But de Brito didn't give up hope of finding love. "All humans long for companionship and I am no exception," he says at the beginning of the documentary.

He met Serafim two months after her husband died; she was looking for work to support her two children and he was looking for a caretaker.

Their friendship and mutual acceptance - she had no education, he was in a wheelchair - soon developed into romance and they decided to marry. Wedding plans were well underway when a local priest asked de Brito during premarital counseling if he was impotent and de Brito answered him honestly. The priest told de Brito he couldn't marry the couple, which the bishop's letter confirmed.

"If (de Brito) had left the issue in doubt, it wouldn't have been a problem," said the Rev.
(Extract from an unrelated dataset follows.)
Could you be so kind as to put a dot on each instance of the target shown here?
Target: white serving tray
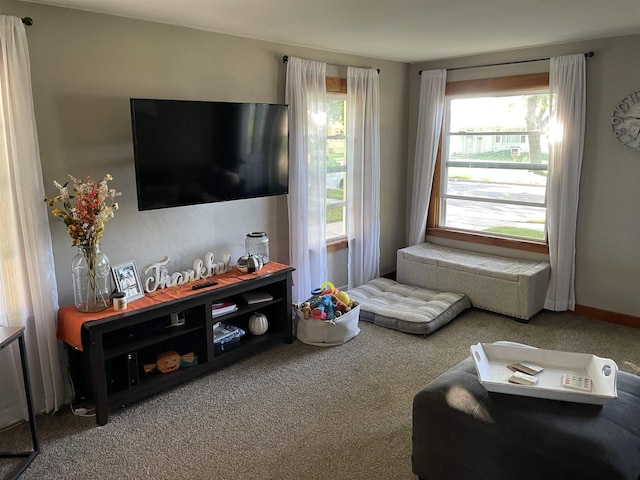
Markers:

Dr. Bernard Olszewski, a canon law expert and vice president for academic affairs at Hilbert University in Hamburg, N.Y. "Unfortunately, he gave full disclosure. In a pastoral sense, it would have been better for the priest to have a 'don't ask, don't tell' policy."

The couple argue in the documentary that de Brito's impotence didn't prevent them from being intimate, and that they enjoyed a sex life outside the church's traditional definition.
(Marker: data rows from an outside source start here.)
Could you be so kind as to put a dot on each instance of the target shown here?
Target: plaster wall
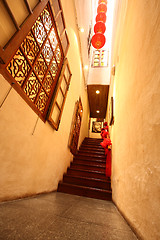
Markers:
(136, 130)
(99, 76)
(93, 134)
(31, 161)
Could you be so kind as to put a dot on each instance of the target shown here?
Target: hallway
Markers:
(62, 216)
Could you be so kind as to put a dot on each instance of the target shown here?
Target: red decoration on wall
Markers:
(98, 40)
(101, 17)
(102, 8)
(99, 27)
(102, 1)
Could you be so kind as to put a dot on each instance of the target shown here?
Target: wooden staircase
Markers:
(86, 174)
"Sexuality is the whole body. It is your smile, your hands, the way you look at one another," he says.

Serafim sweetly describes her first kiss with de Brito, which she initiated. She had planned to do it on Christmas but couldn't wait that long. She stole a kiss from him, and, shocked by her own boldness, did it again to make sure it had really happened. The next day he bought her flowers and a present and told her he didn't want to see other women.

"This relationship is real," she says. "Our love is sincere."
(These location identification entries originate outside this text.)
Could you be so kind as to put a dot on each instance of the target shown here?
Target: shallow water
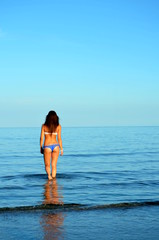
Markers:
(99, 166)
(104, 173)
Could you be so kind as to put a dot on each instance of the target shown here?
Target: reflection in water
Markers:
(51, 193)
(52, 223)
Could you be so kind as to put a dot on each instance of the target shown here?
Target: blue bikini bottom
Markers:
(52, 147)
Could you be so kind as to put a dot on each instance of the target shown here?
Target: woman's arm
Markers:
(59, 138)
(41, 138)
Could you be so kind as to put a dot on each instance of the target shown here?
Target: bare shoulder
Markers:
(58, 128)
(43, 127)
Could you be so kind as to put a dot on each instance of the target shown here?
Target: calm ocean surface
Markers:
(102, 168)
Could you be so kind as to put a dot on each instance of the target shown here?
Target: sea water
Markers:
(102, 169)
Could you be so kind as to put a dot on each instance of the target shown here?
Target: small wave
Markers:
(74, 206)
(109, 154)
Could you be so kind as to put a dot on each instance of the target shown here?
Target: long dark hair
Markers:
(52, 121)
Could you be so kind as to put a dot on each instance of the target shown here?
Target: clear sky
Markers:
(95, 62)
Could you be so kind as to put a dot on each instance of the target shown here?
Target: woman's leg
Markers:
(54, 157)
(47, 157)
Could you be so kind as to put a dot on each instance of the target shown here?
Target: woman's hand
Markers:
(61, 152)
(42, 150)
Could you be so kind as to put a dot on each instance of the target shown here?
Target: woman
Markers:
(51, 130)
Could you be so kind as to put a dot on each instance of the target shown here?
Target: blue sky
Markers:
(95, 62)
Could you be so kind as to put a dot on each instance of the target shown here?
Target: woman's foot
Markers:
(49, 177)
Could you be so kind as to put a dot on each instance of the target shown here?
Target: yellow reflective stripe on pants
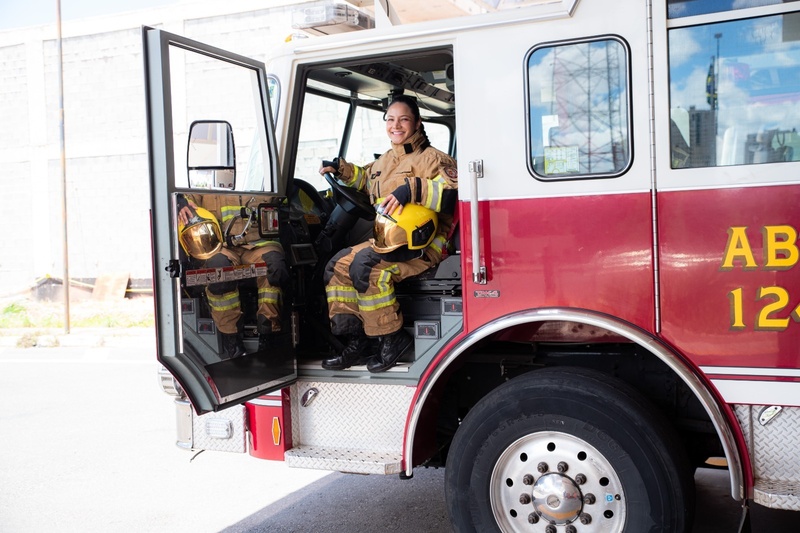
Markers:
(385, 295)
(269, 295)
(224, 302)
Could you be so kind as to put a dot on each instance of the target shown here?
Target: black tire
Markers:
(631, 462)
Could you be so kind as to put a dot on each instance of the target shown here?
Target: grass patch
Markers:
(125, 313)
One priest Fontes interviewed in the documentary agreed, making an emotional appeal that the law is merely piece of paper that hurts people and that sex doesn't affect the essence of the relationship. Another argues from a practical standpoint the church cannot enforce the law without having inspectors all over the world.

A third priest defends the bishop for upholding the church's principles, noting the law is not a secret and all priests are obligated to follow it.

The bishop who enforced the law would not speak to Fontes, and Vatican officials declined comment when reached by The Associated Press.

Fontes meticulously presents both sides in the documentary, but it's clear she finds the canon law antiquated.

"When I think about this story, I think it's a metaphor for how much the church has stopped in time and has not modernized itself," she said in an interview.

But at its core, she said, it remains a love story about human sexuality, the rights of the disabled and faith in Brazil.

"I wanted to take the small story and show that it was something that came from a bigger power," she said, "that even though it had taken place in Brazil, it could have happened anywhere. It just happened that this man made it public."